I want this file to run everyday from 2am to 5pm at every 15 mins interval. 
I tried ur suggestions but it didnt work


----------



## TheOutcaste (Aug 8, 2007)

kunjikorans said:


> and no passswords


There's the problem. You must have an account with a password to be able to schedule a task, at least using *schtasks* or *Control Panel | Scheduled Tasks*. I've never tested the AT command to see if you have to have a passworded account to create a job. The actual job it creates uses the system account so I wouldn't think it necessary, but you'd have to create 60 jobs to use the AT command.
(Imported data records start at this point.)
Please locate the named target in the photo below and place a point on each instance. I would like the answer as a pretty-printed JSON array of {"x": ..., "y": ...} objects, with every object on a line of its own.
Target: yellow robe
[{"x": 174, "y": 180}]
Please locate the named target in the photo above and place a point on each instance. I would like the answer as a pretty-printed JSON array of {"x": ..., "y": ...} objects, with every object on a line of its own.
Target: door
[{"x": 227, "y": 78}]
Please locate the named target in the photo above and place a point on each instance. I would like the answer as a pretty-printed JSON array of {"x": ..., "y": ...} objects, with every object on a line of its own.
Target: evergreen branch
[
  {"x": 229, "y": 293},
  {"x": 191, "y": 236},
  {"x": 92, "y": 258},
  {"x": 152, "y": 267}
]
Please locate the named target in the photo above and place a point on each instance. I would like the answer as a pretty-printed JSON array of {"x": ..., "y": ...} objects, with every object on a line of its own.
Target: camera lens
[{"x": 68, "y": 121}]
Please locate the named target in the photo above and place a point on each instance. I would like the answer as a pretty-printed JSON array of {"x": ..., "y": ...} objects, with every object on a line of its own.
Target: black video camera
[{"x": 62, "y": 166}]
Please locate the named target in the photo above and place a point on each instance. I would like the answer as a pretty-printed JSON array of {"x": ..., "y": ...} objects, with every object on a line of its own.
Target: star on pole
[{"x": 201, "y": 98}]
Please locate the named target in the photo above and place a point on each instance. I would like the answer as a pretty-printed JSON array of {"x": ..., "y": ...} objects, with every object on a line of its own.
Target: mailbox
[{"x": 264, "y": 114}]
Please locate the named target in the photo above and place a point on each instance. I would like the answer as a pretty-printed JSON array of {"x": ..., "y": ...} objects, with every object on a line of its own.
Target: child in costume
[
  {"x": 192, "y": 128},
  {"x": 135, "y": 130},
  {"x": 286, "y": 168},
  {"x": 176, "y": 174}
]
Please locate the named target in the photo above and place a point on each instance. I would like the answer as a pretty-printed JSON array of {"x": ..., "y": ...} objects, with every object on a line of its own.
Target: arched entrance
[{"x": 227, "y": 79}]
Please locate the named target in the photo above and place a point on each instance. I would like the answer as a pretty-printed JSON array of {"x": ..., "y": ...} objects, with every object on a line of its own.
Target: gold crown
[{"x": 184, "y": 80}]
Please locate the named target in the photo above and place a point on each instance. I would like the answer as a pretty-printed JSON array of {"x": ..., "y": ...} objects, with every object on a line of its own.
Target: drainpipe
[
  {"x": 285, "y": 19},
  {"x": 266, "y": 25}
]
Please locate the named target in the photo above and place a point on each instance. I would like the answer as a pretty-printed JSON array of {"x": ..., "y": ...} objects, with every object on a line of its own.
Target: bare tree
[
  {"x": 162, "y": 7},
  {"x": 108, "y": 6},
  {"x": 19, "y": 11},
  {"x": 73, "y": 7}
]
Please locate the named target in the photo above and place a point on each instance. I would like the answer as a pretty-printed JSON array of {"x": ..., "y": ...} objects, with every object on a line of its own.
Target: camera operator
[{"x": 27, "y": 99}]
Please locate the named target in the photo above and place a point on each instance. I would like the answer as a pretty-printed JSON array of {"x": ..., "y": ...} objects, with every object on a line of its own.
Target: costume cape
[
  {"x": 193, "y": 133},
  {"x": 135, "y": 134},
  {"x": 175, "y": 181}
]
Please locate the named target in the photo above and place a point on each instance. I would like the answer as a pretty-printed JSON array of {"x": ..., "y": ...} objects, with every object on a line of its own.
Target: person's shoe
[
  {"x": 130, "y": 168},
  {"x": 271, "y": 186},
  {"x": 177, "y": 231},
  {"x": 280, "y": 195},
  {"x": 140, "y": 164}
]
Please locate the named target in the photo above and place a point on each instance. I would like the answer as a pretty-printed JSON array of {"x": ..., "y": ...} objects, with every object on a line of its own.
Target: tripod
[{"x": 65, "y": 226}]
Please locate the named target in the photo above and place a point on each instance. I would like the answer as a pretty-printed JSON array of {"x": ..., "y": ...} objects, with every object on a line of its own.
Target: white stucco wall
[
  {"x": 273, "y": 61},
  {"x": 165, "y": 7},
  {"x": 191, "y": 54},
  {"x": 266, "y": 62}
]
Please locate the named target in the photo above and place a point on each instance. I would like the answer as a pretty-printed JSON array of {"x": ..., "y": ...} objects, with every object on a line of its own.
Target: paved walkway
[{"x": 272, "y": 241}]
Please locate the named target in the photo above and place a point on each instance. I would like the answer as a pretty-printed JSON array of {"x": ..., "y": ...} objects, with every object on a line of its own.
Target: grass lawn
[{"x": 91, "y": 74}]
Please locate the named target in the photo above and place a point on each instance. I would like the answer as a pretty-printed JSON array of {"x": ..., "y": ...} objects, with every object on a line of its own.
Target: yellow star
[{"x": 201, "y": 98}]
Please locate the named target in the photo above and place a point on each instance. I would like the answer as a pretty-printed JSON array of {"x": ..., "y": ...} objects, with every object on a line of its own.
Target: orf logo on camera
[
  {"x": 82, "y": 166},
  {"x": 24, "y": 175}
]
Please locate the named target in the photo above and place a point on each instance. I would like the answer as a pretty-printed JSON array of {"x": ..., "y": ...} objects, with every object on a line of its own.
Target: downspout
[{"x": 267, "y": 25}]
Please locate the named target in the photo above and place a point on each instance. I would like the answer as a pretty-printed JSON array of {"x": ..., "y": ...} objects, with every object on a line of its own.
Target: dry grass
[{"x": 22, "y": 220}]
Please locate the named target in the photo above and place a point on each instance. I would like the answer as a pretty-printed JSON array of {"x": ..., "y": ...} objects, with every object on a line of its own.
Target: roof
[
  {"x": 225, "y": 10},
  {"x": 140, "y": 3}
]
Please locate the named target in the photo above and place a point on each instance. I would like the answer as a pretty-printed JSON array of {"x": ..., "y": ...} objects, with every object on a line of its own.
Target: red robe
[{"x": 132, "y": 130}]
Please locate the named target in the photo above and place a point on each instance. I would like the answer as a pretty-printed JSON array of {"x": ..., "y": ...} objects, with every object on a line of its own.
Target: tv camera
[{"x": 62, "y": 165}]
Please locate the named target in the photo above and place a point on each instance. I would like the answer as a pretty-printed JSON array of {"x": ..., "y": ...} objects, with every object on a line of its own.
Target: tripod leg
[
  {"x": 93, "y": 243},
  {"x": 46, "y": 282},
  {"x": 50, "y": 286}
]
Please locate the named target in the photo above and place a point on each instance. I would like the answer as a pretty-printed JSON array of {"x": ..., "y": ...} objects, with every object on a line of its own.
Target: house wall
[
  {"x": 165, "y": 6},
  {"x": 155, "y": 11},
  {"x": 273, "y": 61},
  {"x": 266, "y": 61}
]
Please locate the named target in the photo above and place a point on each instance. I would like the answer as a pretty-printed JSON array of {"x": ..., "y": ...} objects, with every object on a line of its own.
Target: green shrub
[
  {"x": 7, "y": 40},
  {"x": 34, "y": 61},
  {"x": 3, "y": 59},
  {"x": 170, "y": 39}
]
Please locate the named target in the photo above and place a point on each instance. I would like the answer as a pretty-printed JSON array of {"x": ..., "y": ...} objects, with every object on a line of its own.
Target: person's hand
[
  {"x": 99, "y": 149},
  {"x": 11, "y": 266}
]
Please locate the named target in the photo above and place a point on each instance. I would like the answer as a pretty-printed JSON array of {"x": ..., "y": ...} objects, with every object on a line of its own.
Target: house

Is there a reason this has to be done from the command prompt?

You can create a task using the Task Scheduler and just point it to the batch file. Much easier than trying to use the command line.
If you want it to run minimized, you have to create a shortcut to the batch file and set it to run minimized. It will still appear on the taskbar.
To hide it completely, you'd need to use a 3rd party app like Hidden Start or use VBS.

* Schtasks* will work to create the task, but you can't specify an end time. You'd have to edit the schedule by using *Control Panel | Scheduled Tasks*
This will create the task, then you can add the *Run Until* time via *Control Panel | Scheduled Tasks*
*SCHTASKS /Create /SC MINUTE /MO 15 /ST 02:00:00 /TN PingTest /TR C:\ping.bat*

You can create another user account that is a Computer Administrator and give it a password. However, if you are currently using the Built-in Administrator account as your main account, it will vanish from the Welcome screen as soon as you create another account.

You can add a password to your current account, then set windows to login to that account automatically.

HTH

Jerry


----------



## WWarrior (Dec 14, 2008)

TheOutcaste said:


> There's the problem. You must have an account with a password to be able to schedule a task, ...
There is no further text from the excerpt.